Published in the Asheville Tribune and Weaverville Tribune, January, 2017
By Heather Berry
Name: Ann Dunn
Profession: CEO and artistic director of the Asheville Ballet. Dunn founded the Asheville Academy of Ballet and Contemporary Dance, originally named the Fletcher School of Dance. She is also a full-time faculty member at UNC-Asheville where she teaches undergraduate and graduate courses in medieval history, the Renaissance, art, religion and Shakespeare. Dunn was named “Most Distinguished Teacher of the Year Award in Humanities” at UNC-Asheville for the 2006-2007 school year.
Family: I have five children and 11 grandchildren.

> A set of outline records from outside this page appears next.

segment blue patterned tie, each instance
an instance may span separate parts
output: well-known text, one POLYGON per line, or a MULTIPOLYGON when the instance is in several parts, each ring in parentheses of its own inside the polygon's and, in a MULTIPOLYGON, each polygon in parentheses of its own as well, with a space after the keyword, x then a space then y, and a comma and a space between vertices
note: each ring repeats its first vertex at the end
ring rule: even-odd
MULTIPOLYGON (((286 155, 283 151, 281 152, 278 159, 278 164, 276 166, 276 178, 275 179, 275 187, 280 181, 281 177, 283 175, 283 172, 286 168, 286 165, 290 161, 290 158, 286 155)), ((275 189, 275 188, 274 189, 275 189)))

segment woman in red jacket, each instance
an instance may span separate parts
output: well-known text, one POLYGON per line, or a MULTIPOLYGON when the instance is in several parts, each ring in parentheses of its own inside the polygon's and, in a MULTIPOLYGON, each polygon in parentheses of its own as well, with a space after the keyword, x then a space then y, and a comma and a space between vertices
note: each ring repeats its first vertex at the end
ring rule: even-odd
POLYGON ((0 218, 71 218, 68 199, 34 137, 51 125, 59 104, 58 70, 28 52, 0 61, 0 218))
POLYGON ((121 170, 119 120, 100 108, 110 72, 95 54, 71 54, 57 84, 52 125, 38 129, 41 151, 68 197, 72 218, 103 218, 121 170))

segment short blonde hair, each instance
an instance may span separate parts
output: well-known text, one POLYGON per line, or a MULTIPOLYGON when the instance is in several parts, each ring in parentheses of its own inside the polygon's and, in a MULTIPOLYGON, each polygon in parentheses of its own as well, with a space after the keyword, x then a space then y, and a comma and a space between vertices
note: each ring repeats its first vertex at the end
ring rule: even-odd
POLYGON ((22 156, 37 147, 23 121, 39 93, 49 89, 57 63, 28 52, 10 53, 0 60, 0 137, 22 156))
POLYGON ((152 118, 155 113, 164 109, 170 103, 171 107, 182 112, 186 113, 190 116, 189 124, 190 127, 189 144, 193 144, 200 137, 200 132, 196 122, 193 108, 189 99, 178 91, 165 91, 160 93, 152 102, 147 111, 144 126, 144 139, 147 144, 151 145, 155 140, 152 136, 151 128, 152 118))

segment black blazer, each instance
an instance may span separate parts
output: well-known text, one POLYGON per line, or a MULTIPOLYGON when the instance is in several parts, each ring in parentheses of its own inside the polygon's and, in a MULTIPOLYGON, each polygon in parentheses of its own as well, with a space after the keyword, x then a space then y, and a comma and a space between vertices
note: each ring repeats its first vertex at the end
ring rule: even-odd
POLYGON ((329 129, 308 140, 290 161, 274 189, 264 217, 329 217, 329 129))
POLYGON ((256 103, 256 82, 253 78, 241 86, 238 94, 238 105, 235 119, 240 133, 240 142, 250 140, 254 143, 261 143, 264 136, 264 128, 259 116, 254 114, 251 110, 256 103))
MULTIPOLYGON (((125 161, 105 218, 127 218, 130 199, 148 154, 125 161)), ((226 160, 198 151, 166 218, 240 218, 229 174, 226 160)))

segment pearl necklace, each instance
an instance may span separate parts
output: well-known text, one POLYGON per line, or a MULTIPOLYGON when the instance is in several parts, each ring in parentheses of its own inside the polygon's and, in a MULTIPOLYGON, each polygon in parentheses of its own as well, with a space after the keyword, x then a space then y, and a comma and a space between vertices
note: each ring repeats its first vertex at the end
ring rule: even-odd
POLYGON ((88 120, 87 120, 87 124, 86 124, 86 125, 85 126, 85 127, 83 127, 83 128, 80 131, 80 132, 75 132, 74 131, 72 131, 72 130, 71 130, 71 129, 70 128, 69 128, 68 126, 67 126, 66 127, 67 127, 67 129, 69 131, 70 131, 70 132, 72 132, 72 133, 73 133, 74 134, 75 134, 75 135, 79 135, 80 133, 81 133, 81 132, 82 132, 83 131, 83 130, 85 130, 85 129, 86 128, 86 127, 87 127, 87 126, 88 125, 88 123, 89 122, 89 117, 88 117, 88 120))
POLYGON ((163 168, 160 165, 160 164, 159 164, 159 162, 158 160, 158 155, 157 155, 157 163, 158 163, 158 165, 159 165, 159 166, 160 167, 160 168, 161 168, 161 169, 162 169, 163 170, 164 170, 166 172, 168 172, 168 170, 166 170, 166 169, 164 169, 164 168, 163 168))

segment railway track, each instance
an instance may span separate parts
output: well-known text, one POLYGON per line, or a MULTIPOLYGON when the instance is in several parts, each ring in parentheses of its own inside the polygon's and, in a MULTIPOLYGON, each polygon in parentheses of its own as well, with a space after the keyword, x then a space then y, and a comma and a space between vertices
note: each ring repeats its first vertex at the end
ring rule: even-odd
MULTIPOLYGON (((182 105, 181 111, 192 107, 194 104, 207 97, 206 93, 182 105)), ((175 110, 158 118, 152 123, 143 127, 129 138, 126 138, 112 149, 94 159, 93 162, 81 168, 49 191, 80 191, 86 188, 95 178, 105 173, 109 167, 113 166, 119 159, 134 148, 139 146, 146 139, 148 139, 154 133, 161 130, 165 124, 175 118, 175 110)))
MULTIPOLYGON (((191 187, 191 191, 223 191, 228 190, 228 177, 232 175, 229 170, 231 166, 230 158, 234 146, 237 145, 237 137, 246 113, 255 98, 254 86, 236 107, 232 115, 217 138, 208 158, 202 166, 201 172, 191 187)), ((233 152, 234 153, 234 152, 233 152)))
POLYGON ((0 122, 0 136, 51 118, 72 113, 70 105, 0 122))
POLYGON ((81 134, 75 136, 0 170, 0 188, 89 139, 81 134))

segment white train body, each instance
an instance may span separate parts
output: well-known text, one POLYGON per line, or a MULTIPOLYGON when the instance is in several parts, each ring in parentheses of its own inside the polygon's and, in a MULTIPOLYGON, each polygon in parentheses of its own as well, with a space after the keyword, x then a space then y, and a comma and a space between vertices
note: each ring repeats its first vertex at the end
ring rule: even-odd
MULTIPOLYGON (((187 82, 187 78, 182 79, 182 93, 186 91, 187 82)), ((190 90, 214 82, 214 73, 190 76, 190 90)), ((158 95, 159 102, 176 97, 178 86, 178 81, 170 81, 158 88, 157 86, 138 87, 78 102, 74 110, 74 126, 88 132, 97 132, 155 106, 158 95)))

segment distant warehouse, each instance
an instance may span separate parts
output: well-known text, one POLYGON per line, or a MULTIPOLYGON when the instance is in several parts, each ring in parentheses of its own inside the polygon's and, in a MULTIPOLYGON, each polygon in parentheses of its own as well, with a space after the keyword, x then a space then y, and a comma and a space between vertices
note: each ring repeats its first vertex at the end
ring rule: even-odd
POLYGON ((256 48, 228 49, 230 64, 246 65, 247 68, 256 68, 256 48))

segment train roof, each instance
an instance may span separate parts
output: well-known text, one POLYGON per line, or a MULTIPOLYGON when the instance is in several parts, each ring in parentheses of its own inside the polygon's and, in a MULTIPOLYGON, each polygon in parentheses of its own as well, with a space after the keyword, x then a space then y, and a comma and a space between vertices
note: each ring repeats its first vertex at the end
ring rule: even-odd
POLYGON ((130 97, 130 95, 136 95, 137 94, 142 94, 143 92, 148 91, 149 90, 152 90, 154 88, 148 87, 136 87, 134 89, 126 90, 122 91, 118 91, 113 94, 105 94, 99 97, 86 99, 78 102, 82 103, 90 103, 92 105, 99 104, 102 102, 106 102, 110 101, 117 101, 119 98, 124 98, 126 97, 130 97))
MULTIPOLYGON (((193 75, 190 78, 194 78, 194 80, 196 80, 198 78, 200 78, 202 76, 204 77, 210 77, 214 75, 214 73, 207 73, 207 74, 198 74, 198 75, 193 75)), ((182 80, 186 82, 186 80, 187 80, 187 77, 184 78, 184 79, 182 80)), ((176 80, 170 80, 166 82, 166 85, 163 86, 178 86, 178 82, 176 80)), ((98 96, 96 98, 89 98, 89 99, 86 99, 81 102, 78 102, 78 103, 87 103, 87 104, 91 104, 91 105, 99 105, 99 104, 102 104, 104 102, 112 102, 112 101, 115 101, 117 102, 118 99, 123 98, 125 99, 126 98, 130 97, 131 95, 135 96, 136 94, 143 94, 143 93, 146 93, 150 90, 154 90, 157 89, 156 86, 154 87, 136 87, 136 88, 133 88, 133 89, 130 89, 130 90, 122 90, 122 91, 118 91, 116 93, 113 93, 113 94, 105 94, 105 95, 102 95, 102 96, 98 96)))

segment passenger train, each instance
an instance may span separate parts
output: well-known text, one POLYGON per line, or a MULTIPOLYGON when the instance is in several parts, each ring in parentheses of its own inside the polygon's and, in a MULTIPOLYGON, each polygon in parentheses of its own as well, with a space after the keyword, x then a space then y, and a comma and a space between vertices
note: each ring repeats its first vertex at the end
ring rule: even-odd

Can you tell our readers about the two ballet organizations? The Asheville Ballet is our non-profit, professional ballet company. It’s the oldest non-profit ballet company in North Carolina. The Asheville Ballet does an entire season annually. Then, we have the Asheville Academy of Ballet and Contemporary Dance. The Academy trains dancers. I bought the Fletcher School of Dance in 1996 with its building downtown from the Fletcher family. The Fletcher School of Dance had been here since the 1940s. I united the two major dance companies in town: the Asheville Ballet and the Land of Sky Civic Ballet. It was very exciting to me to bring those two together. I, then, decided I wanted to pull back a little bit and really focus on ballet and modern dance.
What’s your dancing background? I’m a classically trained ballet dancer from the New York City School of Ballet. I was a principal dancer at the Hartford Ballet. I studied modern dance with Martha Graham personally and also with Merce Cunningham personally.

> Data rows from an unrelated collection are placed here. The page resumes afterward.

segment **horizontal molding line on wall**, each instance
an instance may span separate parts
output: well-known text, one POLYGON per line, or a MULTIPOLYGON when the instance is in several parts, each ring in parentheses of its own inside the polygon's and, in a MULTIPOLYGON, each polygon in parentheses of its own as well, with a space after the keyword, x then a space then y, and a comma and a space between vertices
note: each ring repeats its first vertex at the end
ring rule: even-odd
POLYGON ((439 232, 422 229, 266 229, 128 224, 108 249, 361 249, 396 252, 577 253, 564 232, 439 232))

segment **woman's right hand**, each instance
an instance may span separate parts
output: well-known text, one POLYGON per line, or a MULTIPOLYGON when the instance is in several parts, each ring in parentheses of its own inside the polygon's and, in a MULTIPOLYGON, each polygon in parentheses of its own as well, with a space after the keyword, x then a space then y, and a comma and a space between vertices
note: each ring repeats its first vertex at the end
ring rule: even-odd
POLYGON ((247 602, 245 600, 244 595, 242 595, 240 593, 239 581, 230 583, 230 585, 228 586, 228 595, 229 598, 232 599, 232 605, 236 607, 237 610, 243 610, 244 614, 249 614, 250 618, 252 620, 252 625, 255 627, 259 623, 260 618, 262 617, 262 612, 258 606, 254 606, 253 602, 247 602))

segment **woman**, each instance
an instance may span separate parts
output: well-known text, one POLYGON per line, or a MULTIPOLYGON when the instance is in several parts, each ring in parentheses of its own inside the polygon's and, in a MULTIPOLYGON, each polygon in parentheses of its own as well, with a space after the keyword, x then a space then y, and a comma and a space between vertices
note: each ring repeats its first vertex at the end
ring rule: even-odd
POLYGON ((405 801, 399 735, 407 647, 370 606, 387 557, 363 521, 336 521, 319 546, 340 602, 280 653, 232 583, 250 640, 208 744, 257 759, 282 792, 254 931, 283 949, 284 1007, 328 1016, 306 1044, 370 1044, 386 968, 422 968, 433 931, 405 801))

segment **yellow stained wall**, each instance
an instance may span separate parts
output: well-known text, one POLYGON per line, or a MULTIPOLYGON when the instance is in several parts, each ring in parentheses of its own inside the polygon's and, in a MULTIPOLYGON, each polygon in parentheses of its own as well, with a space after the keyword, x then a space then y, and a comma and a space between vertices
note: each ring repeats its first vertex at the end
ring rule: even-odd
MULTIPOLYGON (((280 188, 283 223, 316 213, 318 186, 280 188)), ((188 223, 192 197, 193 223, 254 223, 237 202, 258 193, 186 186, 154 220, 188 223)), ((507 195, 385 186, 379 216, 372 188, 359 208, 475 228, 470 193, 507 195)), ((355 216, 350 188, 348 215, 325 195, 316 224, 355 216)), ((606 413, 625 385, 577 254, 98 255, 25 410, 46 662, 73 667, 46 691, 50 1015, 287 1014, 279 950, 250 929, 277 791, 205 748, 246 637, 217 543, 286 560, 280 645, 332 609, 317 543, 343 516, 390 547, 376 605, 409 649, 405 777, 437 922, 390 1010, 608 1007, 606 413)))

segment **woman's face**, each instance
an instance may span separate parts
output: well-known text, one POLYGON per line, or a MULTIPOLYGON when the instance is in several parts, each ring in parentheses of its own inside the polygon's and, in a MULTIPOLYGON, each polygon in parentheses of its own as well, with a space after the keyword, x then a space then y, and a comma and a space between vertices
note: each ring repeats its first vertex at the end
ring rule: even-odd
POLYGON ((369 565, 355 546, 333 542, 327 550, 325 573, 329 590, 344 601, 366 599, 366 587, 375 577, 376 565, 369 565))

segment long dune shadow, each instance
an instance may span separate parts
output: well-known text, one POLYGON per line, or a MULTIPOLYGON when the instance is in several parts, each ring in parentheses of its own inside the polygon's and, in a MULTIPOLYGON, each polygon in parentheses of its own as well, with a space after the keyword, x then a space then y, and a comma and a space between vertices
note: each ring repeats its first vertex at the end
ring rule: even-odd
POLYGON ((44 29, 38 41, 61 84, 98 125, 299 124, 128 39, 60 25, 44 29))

What classes do you offer at the Woodfin studio? Our classes are open to the public. We train dancers who want to keep their dance options open in their lives for college with a serious dance conservatory program, or straight into another dance company. Currently, we have a 12-year-old going into the Kirov Academy of Ballet this summer. We produced the first American to join the Kirov Ballet in Russia, right here. We’ve sent people to the New York City Ballet and various ballet companies around the country and also modern dance companies. We offer good modern dance training as well.We focus on ballet, modern dance and jazz as well. We don’t do so much a razzle-dazzle, rhinestone style of jazz, but more a broadway-based, technique-based type of jazz. We also do some supportive courses like pilates to develop the core. These courses are all open to the public. I think our oldest student is in her 70s. We offer beginning adult ballet for anyone who has never taken ballet, but would like to try. Our youngest class is for age 3.

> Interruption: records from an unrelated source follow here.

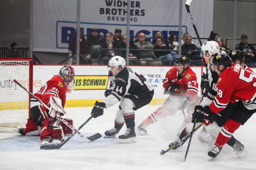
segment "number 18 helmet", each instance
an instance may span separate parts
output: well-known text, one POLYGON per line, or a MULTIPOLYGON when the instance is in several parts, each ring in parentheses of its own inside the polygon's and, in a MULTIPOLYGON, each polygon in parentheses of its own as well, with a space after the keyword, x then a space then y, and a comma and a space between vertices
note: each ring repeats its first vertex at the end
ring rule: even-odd
POLYGON ((230 67, 231 65, 231 59, 226 54, 219 54, 214 57, 212 62, 217 68, 222 65, 225 68, 230 67))
POLYGON ((117 70, 119 68, 123 69, 125 65, 126 62, 124 59, 122 57, 117 55, 110 59, 109 61, 108 67, 115 66, 117 70))
MULTIPOLYGON (((204 55, 207 54, 207 52, 210 53, 211 55, 217 54, 220 51, 220 47, 218 43, 214 41, 207 41, 203 44, 201 47, 201 57, 203 57, 204 55)), ((209 58, 210 57, 207 57, 209 58)))
POLYGON ((245 57, 243 52, 240 50, 233 50, 228 52, 228 55, 231 58, 234 63, 236 62, 236 60, 237 59, 241 63, 244 61, 245 57))
POLYGON ((66 65, 60 69, 59 76, 62 79, 66 86, 67 86, 75 78, 74 69, 70 65, 66 65))

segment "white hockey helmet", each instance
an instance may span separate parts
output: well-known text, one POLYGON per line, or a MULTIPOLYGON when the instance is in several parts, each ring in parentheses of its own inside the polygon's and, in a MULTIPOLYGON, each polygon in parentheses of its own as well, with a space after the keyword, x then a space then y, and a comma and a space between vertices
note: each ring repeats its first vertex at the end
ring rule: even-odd
MULTIPOLYGON (((203 44, 201 47, 201 57, 203 57, 207 52, 209 52, 211 55, 214 55, 219 52, 220 47, 218 43, 214 41, 207 41, 203 44)), ((209 58, 210 57, 207 57, 209 58)))
POLYGON ((108 67, 115 66, 117 70, 118 70, 119 68, 123 69, 125 65, 126 62, 124 59, 122 57, 117 55, 110 59, 109 61, 108 67))

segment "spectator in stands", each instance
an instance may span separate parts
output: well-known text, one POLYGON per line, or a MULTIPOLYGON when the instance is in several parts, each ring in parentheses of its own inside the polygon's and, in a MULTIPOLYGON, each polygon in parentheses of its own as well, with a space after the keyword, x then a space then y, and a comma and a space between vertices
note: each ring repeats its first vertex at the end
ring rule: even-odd
POLYGON ((92 36, 87 40, 90 51, 92 52, 91 55, 92 58, 98 59, 100 52, 100 48, 103 39, 99 36, 99 31, 96 28, 92 30, 92 36))
POLYGON ((220 50, 222 51, 229 52, 230 51, 230 49, 227 48, 223 43, 223 40, 221 39, 220 37, 218 37, 216 39, 216 42, 218 43, 219 46, 220 47, 220 50))
MULTIPOLYGON (((244 52, 245 55, 245 61, 255 61, 255 52, 252 52, 252 51, 255 51, 255 48, 252 45, 248 43, 248 37, 245 34, 243 34, 241 36, 241 41, 240 43, 236 45, 236 50, 239 50, 244 52)), ((250 64, 252 67, 252 64, 250 64)), ((254 64, 253 67, 255 67, 254 64)))
POLYGON ((158 37, 161 37, 162 38, 163 40, 163 42, 165 44, 165 45, 167 45, 167 42, 165 42, 164 40, 164 37, 163 36, 163 34, 160 31, 158 31, 156 32, 156 34, 155 34, 155 37, 154 37, 154 39, 153 39, 152 41, 151 42, 151 44, 153 45, 155 45, 156 44, 156 38, 158 37))
POLYGON ((18 51, 18 44, 16 42, 13 42, 10 45, 10 50, 7 57, 19 57, 20 55, 18 51))
MULTIPOLYGON (((88 42, 84 38, 84 34, 83 34, 83 31, 82 30, 80 30, 80 59, 84 58, 81 61, 81 64, 85 64, 87 63, 90 60, 90 56, 84 56, 87 54, 89 52, 89 48, 88 45, 88 42)), ((76 38, 73 38, 71 41, 70 45, 69 46, 69 50, 71 50, 72 52, 72 55, 76 55, 76 50, 77 48, 77 40, 76 38)))
MULTIPOLYGON (((155 44, 154 50, 170 50, 170 47, 164 43, 163 38, 161 36, 156 37, 156 44, 155 44)), ((175 60, 178 57, 178 55, 173 56, 170 51, 154 51, 155 55, 158 60, 166 60, 166 61, 162 61, 163 63, 169 63, 169 65, 173 65, 173 61, 175 60)))
MULTIPOLYGON (((150 49, 154 48, 154 46, 149 42, 146 41, 146 36, 143 33, 139 33, 138 34, 139 41, 134 43, 134 45, 138 49, 150 49)), ((137 55, 137 58, 141 60, 154 60, 156 58, 155 56, 154 52, 152 51, 141 50, 138 52, 137 55)), ((162 62, 158 61, 141 61, 142 65, 162 65, 162 62)))
POLYGON ((120 43, 122 41, 122 30, 120 29, 119 28, 115 29, 115 35, 114 35, 114 41, 120 43))
POLYGON ((185 43, 181 46, 181 50, 183 55, 185 55, 191 60, 199 59, 195 52, 188 51, 196 51, 197 47, 194 44, 192 44, 192 36, 188 35, 185 39, 185 43))
MULTIPOLYGON (((120 48, 119 44, 114 41, 113 33, 109 32, 107 33, 106 39, 103 41, 101 46, 103 48, 108 48, 109 50, 101 50, 101 58, 110 59, 116 55, 119 55, 120 51, 117 49, 120 48)), ((102 60, 101 64, 108 64, 108 60, 102 60)))

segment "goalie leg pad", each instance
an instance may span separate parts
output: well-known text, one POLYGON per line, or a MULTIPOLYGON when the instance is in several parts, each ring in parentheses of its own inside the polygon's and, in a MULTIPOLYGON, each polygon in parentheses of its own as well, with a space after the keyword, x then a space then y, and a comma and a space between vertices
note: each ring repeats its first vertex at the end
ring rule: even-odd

What brought you to the Asheville area? I was raised in an around New York City. When I was a little girl, I lived in Raleigh for a while. My grandmother lived in Oakridge, Tennessee. This was before Eisenhower made the thruways. So, we had to drive straight through Asheville to get to my grandmother. As a small child, bouncing around in the back of a 1947 Plymouth, we would go down what was then Broadway in Asheville and it was lined with these big mansions, trees and rhododendrons. I don’t care what time of year it was, Asheville was just beautiful. It remained a kind of heaven-like place in my mind. I got older, had my career and wanted a family. I didn’t want to raise my children in New York City. A lot of people do, but I had a childhood where I was able to run around in the woods. Taking a child to a cement playground didn’t work for me. I left New York and formed my own company. I went through a divorce and started a new company in South Bend, Indiana, which is still thriving. I found I was doing less creating and more paperwork. I decided we needed to go somewhere smaller and start over. I remembered Asheville. I came here in 1980. I thought it would be big enough to earn a living and small enough to raise a family.
What do you like about being a small business owner in Woodfin/Asheville? I like a lot of things here. I like the nature. I like that I live a mile from the studio. I like I’m close to UNC-A where I have a full-time job. I’m close to the grocery store, the pharmacy and everything. The studio downtown began to grow too big. I guess I have a sort of Daniel Boone syndrome. My family lived downtown above the studio. I sold the building downtown and moved the studio here about 10 years ago.